«Освобождение» Греции

We use cookies. Read the Privacy and Cookie Policy

«Освобождение» Греции

Первая статья мирного договора провозглашала свободу греков: «Во­обще всем эллинам, как азиатским, так и европейским, быть свободными и пользоваться собственными законами»[182]. Это было весьма ответственное заявление. Как оно претворилось в жизнь? На истмийских играх летом 196 г. при огромном стечении народа глашатай торжественно возвестил: «Римский сенат и полководец с консульской властью Тит Квинкций, побе­дивши в войне Филиппа и македонян, даруют свободу коринфянам, фокидянам, локрам, эвбейцам, ахеянам фтиотским, магнетам, фессалийцам, перребам, предоставляя им не содержать у себя гарнизонов, не платить дани и жить по отеческим законам»[183].

При первых же словах поднялся такой шум, что ничего нельзя было расслышать, поэтому глашатай вторично вышел на середину ристалища и повторил свои слова. Раздался неистовый взрыв рукоплесканий.

«Когда рукоплескания стихли, — говорит Полибий, — уже никто не обращал решительно никакого внимания на борцов. Все как бы в состоянии экстаза говорили, не умолкая, или друг с другом, или сами с собою, а по окончании игр в избытке радости и призна­тельности едва не задавили Тита»[184].

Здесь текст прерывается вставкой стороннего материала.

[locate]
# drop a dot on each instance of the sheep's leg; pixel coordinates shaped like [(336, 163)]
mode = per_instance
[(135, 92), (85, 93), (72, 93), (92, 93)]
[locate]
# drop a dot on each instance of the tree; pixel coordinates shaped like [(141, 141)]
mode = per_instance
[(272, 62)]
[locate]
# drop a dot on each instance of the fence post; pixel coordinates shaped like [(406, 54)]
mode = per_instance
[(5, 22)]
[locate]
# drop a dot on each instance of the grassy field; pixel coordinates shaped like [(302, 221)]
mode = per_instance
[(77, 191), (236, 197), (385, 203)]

«Дело едва не дошло до беды, но Квинкцию было 33 года, и его силы поддерживала не только присущая юному возрасту крепость, но и радость от столь великой славы, плоды которой он теперь пожинал. Но ликование на этом не иссякло, оно длилось много дней, излива­ясь в благодарственных рассуждениях и речах: есть ли в мире дру­гой такой народ, что на собственный счет, своими силами и на свой страх ведет войны во имя свободы других, и это не для жителей со­предельных земель, не для близких соседей, не для обитателей того же материка — нет, они даже пересекают моря, да не будет во всем мире держав неправедных, да торжествует повсюду право, боже­ский и людской закон! Единственным словом глашатая освобождены разом все города Греции и Азии! Даже надеяться на такое мог лишь дерзновенный ум, а уж довести до дела — тут потребны небывалая доблесть и небывалое счастье»[185].

Мы не можем заподозрить Фламинина в неискренности: честолюбивое желание быть освободителем греков играло известную роль в его полити­ке. Точно так же нельзя отрицать, что некоторая и притом влиятельная часть нобилитета была далека от того, чтобы сознательно придать «осво­бождению» Греции характер ловко разыгранной комедии. Однако для рим­ского сената в целом прокламирование греческой свободы было прежде всего определенным этапом его восточной политики. Эта политика дела­ла только первые шаги. Римляне чувствовали себя на Балканах еще очень нетвердо, несмотря на победу над Филиппом. Антиох одной ногой стоял уже в Европе, намерения его были неизвестны. При таких условиях нуж­но было завоевать симпатии греков, вырвать их из-под влияния Филиппа и, самое главное, противопоставить в Греции свою политику политике Антиоха. Если Рим не освободит Грецию, что помешает в ближайшем бу­дущем освободить ее Антиоху?

Таким образом, объективно «освобождение» Греции было если не ко­медией в полном смысле слова, то, во всяком случае, ловким политиче­ским ходом. Ближайшие события это подтвердили. Прежде всего, «сво­боду» греческих полисов римское правительство понимало только в смыс­ле свободы от податей, иностранных гарнизонов и навязанных извне законов. Но оно сохранило высший контроль над политической жизнью Греции. Комиссия десяти во главе с Фламинином начала перекраивать политическую карту Балканского полуострова в пользу своих союзни­ков, не считаясь с желанием тех, кого насильно присоединяли к ахейско­му или этолийскому союзам или подчиняли династам Греции и Малой Азии. Да и свободу от римских гарнизонов греки получили не сразу. На первых порах римляне заняли своими отрядами важнейшие стратегичес­кие центры — Коринф, Халкиду, Эретрию и др. Только летом 194 г. они были очищены от римских гарнизонов главным образом благодаря на­стоянию Фламинина, указывавшего на недовольство греков столь дли­тельной оккупацией.